A Note On String Types
----------------------

In general, HTTP deals with bytes, which means that this 
specification is mostly about handling bytes.

However, the content of those bytes often has some kind of textual 
interpretation, and in Python, strings are the most convenient way to 
handle text.

But in many Python versions and implementations, strings are Unicode, 
rather than bytes.  This requires a careful balance between a usable 
API and correct translations between bytes and text in the context of 
HTTP...  especially to support porting code between Python 
implementations with different ``str`` types.

WSGI therefore defines two kinds of "string":

* "Native" strings (which are always implemented using the type named ``str``)

* "Bytestrings" (which are implemented using the ``bytes`` type in 
Python 3, and ``str`` elsewhere)

So, even though HTTP is in some sense "really just bytes", there are 
many API conveniences to be had by using whatever Python's default 
``str`` type is.

Do not be confused however: even if Python's ``str`` is actually 
Unicode under the hood, the *content* of a native string is still 
restricted to bytes!  See the section on `Unicode Issues`_ later in 
this document.

In short: where you see the word "string" in this document, it refers 
to a "native" string, i.e., an object of type ``str``, whether it is 
internally implemented as bytes or unicode.  Where you see references 
to "bytestring", this should be read as "an object of type ``bytes`` 
under Python 3, or type ``str`` under Python 2".

Clarifications (To be made in-line)
-----------------------------------

The following amendments are clarifications to parts of the existing 
spec that proved over the years to be ambiguous or insufficiently 
specified, as well as some attempts to correct practical errors.

(Note: many of these issues cannot be completely fixed in WSGI 1 
without breaking existing implementations, and so the text below has 
notations such as "(MUST in WSGI 2)" to indicate where any 
replacement spec for WSGI 1 should strengthen them.)
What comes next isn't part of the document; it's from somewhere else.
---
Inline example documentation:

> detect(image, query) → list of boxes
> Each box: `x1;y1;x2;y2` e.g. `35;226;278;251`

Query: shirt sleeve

* If an application returns a body iterator, a server (or middleware) 
MAY stop iterating over it and discard the remainder of the output, 
as long as it calls any close() method provided by the 
iterator.  Applications returning a generator or other custom 
iterator SHOULD NOT assume that the entire iterator will be 
consumed.  (This change makes it explicit that caching middleware or 
HEAD-processing servers can throw away the response body.)

* start_response() SHOULD (MUST in WSGI 2) check for errors in the 
status or headers at the time it's called, so that an error can be 
raised as close to the problem as possible

* If start_response() raises an error when called normally (i.e. 
without exc_info), it SHOULD be an error to call it a second time 
without passing exc_info

* The SERVER_PORT variable is of type str, just like any other CGI 
environ variable.  (According to the WSGI wiki, "some 
implementations" expect it to be an integer, even though there is 
nothing in the WSGI spec that allows a CGI variable to be anything but a str.)

* A server SHOULD (MUST in WSGI 2) support the size hint argument to 
readline() on its wsgi.input stream.

* A server SHOULD (MUST in WSGI 2) return an empty bytestring from 
read() on wsgi.input to indicate an end-of-file condition.  (In WSGI 
2, language should be clarified to allow the input stream length and 
CONTENT_LENGTH to be out of sync, for reasons explained in Graham's blog post.)

* A server SHOULD (MUST in WSGI 2) allow read() to be called without 
an argument, and return the entire remaining contents of the stream

* If an application provides a Content-Length header, the server 
SHOULD NOT (MUST NOT in WSGI 2) send more data to the client than was 
specified in that header, whether via write(), yielded body 
bytestrings, or via a wsgi.file_wrapper.  (This rule applies to 
middleware as well.)

* wsgi.errors is a text stream accepting "native strings"

Rejected Amendments
-------------------

* Manlio Perillo's suggestion to allow header specification to be 
delayed until the response iterator is producing non-empty 
output.  This would've been a possible win for async WSGI, but could 
require substantial changes to existing servers.